Energy Efficiency Alive and Well in North Carolina

North Carolina scored another victory for clean energy last week when the state’s utilities commission approved a “shared savings” program that will compensate Duke Energy for its investments in energy efficiency programs if they save money for its customers.

The new mechanism, which will be in place from 2014 through the end of 2017, is based on the highly successful shared-savings approach currently in place in many states across the nation to encourage utilities to invest in energy efficiency programs for their customers. With “shared savings,” a utility earns a percentage of the measured energy savings it delivers for its customers.
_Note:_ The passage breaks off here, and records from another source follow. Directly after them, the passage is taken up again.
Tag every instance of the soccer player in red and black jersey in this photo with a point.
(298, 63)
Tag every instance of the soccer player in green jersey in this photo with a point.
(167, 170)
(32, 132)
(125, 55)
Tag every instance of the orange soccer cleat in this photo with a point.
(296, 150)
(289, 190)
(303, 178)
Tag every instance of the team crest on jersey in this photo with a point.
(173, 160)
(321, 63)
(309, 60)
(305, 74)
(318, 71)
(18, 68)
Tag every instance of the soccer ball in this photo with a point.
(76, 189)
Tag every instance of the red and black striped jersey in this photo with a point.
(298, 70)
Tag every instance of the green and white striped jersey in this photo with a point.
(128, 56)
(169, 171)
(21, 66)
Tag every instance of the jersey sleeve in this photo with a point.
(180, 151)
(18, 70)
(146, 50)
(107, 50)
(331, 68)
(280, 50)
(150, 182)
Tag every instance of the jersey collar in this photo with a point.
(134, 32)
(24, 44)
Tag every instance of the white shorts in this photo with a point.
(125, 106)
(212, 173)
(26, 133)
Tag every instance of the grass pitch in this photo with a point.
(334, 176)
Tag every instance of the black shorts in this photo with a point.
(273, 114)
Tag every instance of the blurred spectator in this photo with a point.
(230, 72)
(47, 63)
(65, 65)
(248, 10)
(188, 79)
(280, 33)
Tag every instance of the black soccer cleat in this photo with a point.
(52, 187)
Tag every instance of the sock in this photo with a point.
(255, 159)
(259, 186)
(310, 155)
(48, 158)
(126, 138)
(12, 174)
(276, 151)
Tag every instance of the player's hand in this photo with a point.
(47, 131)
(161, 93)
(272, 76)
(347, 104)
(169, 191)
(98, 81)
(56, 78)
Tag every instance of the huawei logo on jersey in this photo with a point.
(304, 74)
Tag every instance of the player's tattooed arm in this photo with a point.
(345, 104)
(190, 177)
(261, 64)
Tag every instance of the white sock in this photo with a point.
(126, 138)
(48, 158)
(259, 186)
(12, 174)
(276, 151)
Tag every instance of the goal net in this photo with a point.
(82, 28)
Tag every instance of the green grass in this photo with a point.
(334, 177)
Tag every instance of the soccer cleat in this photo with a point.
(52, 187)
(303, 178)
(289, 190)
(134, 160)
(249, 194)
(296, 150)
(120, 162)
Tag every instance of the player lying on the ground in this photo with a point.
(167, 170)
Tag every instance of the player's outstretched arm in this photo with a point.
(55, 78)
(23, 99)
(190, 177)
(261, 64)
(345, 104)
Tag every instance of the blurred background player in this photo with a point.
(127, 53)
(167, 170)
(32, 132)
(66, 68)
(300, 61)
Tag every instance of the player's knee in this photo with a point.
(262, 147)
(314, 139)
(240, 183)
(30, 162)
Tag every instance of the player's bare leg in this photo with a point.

In North Carolina, Duke’s customers will keep close to 90% of the savings -- and Duke Energy will earn the rest. 

And more investment in energy efficiency will benefit all North Carolinians by reducing the need for dirty power generation – and the harm this pollution does to our health.  We expect going forward that energy efficiency can be the first resource tapped to meet energy demands in the state.  More energy efficiency programs also mean more opportunities to create clean jobs – and North Carolina is already a leader there (link) – because we need people to install energy-savings measures such as more insulation, better windows and efficient lighting.  As well as needing folks to manufacture those measures, like Cree Inc. headquartered right here in Durham, NC.

The Commission’s decision in this proceeding is one more positive step for clean energy in North Carolina. Earlier this year, an attempt to repeal the state’s Renewable Energy and Energy Efficiency Standard was defeated.  Now, this newly approved mechanism, which serves as a successor to the successful Save-A-Watt program expiring at the end of this calendar year, can help continue to build the clean energy momentum in the state.

The Save-A-Watt mechanism, intended to allow Duke to invest and profit in energy efficiency in the same way they do other sources of energy, proved to be quite complicated in its implementation. This new mechanism should simplify the process by which Duke Energy can invest and profit in energy efficiency, clearing the way for Duke to invest in all cost effective energy efficiency going forward-- while achieving real savings for all of it ratepayers.

We also are really pleased with the commission’s decision to have Duke meet with interested intervenors, including NRDC, to discuss the potential development of programs targeted at helping low-income customers, allowing on-bill repayment for energy-efficiency and finding ways to reuse the energy created from industrial processes through “Combined Heat and Power.” These programs will offer valuable energy efficiency savings.

Ultimately, NRDC, together with our partners the Southern Environmental Law Center, the Sierra Club and the South Carolina Coastal Conservation League, worked hard to make sure we could continue to build on the progress energy efficiency has made in North Carolina.  And we were pleased by the Commission’s decision in this case  which allows Duke Energy Company to make energy efficiency a key part of its business. Going forward, We will continue to work in the state to ensure that all cost effective energy efficiency is tapped.